Our streets and public spaces should not be places of fear for women. We need to listen to women’s voices, and we must believe what they are telling us.

This includes making sure we listen to all women – including the voices of black women and trans women. Far too often we do not hear the names of black and minority ethnic women in the news or on social media but sadly many of them have been failed by the police and criminal justice system, and so I say the names of Blessing Olusegun, Joy Morgan, Bibba Henry and Nicole Smallman  and many others who have died on our streets. Only then can we start to heal the mistrust and put in place long overdue protections against this unacceptable violence. We must, and we will, Reclaim These Streets.

Madam Deputy Speaker –

This Bill is wide ranging, and it contains a number of important measures that I welcome.

I’d like to pay tribute to my Honourable colleagues for their tireless campaigning on dangerous driving, protecting our emergency service workers, reforming the DBS scheme, and widening the law to prevent adults in ‘positions of trust’ from engaging in sexual relationships with young people under 18. These measures will make us all safer.

But this Bill is also missed opportunity for much needed reforms.

It doesn’t do nearly enough to address the urgent issue of racial disproportionality in our criminal justice system.
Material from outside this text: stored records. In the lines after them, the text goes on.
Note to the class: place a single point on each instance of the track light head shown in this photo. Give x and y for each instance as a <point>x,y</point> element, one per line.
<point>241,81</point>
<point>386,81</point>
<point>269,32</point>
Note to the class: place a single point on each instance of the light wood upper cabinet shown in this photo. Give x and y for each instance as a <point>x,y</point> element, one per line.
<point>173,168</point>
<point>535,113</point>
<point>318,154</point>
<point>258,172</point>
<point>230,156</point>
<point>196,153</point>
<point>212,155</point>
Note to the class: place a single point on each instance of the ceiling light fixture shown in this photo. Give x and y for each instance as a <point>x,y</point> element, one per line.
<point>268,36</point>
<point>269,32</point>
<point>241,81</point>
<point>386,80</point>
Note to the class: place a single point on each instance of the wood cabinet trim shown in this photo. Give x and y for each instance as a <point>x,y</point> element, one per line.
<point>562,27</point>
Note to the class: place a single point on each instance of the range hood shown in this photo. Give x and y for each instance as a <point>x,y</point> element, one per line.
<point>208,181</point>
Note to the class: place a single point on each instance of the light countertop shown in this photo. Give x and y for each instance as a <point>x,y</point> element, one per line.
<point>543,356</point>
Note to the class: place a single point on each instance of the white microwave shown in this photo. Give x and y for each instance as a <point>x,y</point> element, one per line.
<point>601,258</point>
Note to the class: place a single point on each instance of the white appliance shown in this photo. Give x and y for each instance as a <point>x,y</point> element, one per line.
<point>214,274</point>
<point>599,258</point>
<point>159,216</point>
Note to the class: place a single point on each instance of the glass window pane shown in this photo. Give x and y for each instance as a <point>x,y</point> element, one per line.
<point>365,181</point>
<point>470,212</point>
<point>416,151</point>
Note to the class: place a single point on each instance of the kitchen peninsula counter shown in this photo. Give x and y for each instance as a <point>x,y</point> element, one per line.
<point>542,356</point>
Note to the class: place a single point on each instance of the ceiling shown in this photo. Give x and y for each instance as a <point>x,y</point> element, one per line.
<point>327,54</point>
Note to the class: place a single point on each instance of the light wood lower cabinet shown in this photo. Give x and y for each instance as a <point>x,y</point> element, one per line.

And as Co-Chair of the APPG on Knife Crime and Violence Reduction, I’m disappointed that the Government has missed an opportunity to focus on prevention – by ensuring organisations have the long term funding they need to tackle serious violence and build trust with communities that often feel that they are viewed as the perpetrators when many of them are actually victims. This includes the many girls and young women caught up in violence associated with gang violence.

I want to focus my remarks on perhaps the most egregious measures proposed in this Bill – those that seek to control free expression and the right to protest.

My constituency of Vauxhall has a long and proud history of protest. In 1848 the Chartists organised a huge rally from Kennington Park to Parliament. Led by William Cuffay, the black son of a freed slave, they argued for a more democratic system of governance including many of the measures that we now take for granted.

Since then, Kennington Park has been at the epicentre of important movements for social change. In 1926 it was occupied during the General Strike. In 1990 it saw the start a poll tax march. And throughout the 80s and 90s, it was the starting place for Gay Pride. More recently, following the tragic death of George Floyd, thousands of people came to Vauxhall in support of the Black Lives Matter movement.

These were all movements for change. And they succeeded.

This Bill will restrict my constituents’ right to protest. And it will have a chilling effect on free expression. If this Bill passes, they will now think twice about speaking freely in public on the issues they care about most.

That is why I cannot support this Bill, and I would urge my colleagues to join me in opposing this Bill.